Na época, missão dada era missão cumprida. Foram meses no eixo entre Belo Horizonte e o sudoeste da Bahia. Com carro, motorista, diária, comida, pinga e cu de burro devidamente pagos – estava em Minas, oba! – segui naquela viagem que iniciara encarando como mais uma grande oportunidade de mostrar muito serviço, conhecer muita gente e ouvir muitas histórias.


Após meses no trajeto, o que era quase uma aventura, foi virando um caminho sem volta. Na vida. Com o tempo, percebi que enquanto esbanjava dinheiro daquele negócio naquela orgia toda, passei a enxergar uma pobreza nunca antes vista. Falta de olhar é algo muito perigoso. Como a pobreza poderia ser novidade, mesmo eu sendo filho do sopé do Complexo do Alemão?

De Belo Horizonte a Corinto, de Corinto a Janaúba, de Janaúba a Espinosa, de Espinosa a Urandi, no rastro da ferrovia e do minério que jorrava, vi muita gente jogada à própria sorte, bem como algumas cidades praticamente fantasmas.

Logradouros com pouco mais de mil habitantes transformados em redutos eleitorais. Ruas com pessoas cujo olhar brilhava só de me ouvir dizer “sou do Rio de Janeiro”. Gente que não tinha o que comer à beira dos trilhos por onde até hoje passa o ouro. Gente que dividia o quarto com ratazanas. Gente que, por sua vida, me pirou a cabeça, e que me fez desistir daquele trabalho.

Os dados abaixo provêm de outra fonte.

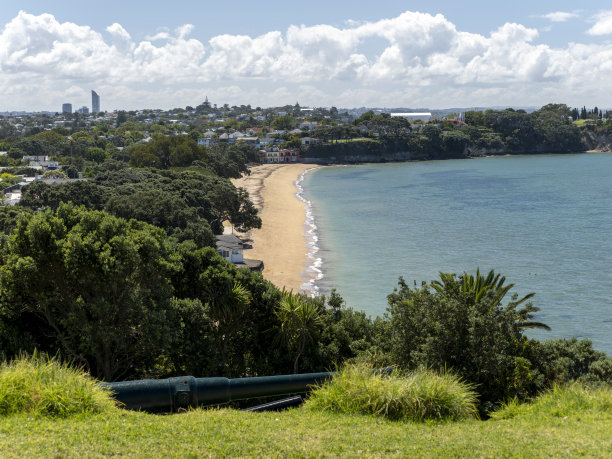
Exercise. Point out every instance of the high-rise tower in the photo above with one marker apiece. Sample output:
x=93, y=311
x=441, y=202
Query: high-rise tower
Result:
x=95, y=102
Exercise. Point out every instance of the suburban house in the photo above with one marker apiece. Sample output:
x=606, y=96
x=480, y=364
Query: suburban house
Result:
x=231, y=247
x=289, y=155
x=274, y=155
x=310, y=141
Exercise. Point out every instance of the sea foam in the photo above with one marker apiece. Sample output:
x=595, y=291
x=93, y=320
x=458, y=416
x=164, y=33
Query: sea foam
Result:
x=313, y=271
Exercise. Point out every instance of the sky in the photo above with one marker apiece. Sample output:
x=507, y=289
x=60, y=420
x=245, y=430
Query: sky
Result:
x=163, y=54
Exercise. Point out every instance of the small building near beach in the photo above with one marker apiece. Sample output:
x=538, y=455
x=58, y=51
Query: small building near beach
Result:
x=231, y=247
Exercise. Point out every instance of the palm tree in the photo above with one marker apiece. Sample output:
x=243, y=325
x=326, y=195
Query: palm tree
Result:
x=492, y=286
x=227, y=310
x=299, y=321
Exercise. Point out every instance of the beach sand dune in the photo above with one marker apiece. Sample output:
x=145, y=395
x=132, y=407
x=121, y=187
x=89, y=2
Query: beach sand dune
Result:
x=281, y=241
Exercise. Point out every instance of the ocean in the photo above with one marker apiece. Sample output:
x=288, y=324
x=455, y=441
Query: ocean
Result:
x=544, y=222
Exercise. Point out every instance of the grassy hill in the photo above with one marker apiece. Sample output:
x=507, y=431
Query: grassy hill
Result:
x=299, y=432
x=565, y=422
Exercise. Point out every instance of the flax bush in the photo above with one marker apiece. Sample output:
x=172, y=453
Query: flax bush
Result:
x=417, y=396
x=44, y=386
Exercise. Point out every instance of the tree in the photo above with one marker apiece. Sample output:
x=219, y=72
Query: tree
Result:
x=299, y=320
x=91, y=286
x=284, y=122
x=460, y=323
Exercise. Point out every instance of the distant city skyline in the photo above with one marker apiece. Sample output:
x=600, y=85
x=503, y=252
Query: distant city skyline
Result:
x=95, y=102
x=444, y=54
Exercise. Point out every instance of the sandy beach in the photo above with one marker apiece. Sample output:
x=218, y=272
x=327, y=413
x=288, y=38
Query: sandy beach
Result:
x=281, y=241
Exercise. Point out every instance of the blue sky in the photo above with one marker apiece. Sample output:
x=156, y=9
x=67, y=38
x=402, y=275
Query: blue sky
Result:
x=147, y=54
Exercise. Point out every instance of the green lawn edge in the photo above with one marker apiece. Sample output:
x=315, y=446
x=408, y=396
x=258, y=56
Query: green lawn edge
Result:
x=301, y=433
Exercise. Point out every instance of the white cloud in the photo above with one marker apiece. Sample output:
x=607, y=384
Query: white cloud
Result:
x=603, y=24
x=116, y=30
x=425, y=60
x=559, y=16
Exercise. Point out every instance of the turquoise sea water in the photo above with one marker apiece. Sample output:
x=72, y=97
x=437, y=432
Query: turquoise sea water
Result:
x=544, y=222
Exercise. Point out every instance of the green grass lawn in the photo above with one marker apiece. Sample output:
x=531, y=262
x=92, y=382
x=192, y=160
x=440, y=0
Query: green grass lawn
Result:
x=48, y=409
x=301, y=432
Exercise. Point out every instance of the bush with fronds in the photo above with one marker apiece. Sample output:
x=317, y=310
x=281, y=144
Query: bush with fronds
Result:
x=417, y=396
x=44, y=386
x=573, y=399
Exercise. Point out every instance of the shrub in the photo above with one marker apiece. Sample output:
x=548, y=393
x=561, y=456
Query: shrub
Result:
x=560, y=401
x=418, y=396
x=45, y=386
x=461, y=323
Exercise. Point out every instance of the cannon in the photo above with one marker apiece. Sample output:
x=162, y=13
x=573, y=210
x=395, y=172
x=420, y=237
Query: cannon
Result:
x=173, y=394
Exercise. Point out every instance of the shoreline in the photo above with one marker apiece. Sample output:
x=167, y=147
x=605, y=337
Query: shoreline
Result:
x=286, y=241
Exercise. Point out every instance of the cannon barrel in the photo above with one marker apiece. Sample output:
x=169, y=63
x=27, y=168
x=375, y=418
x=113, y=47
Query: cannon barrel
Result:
x=165, y=395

Voltei para o Rio de Janeiro, para a minha base, e ainda demorei até tomar a decisão final. Deixei-me prostituir ainda por quase dois anos, mas sem ligação direta com aquilo para o qual havia sido designado. Quando o dia chegou, estava convicto de que não havia dinheiro capaz de me manter preso àquilo – e nem era muito. Pensava na minha contrapartida. Afinal, era pra manter o status quo daquele sistema de exploração que eu estava me preparando a vida toda?

Desde então, oito anos se passaram. Atualmente, vejo as notícias da negligência em Mariana. Conheço bem a cidade. A Samarco pertence a Vale. Portanto, nem preciso dizer das atividades mantidas na região afetada. Muitos daqueles que ali moram, trabalham na Vale. Alguns devem ter morrido por ela. Ainda não sabemos. Seus nomes não saíram no noticiário. Aliás, nem o da Vale. Por quê?

Não Foi Acidente!

* Jornalista. Atualmente é colunista do portal ESPN FC Brasil.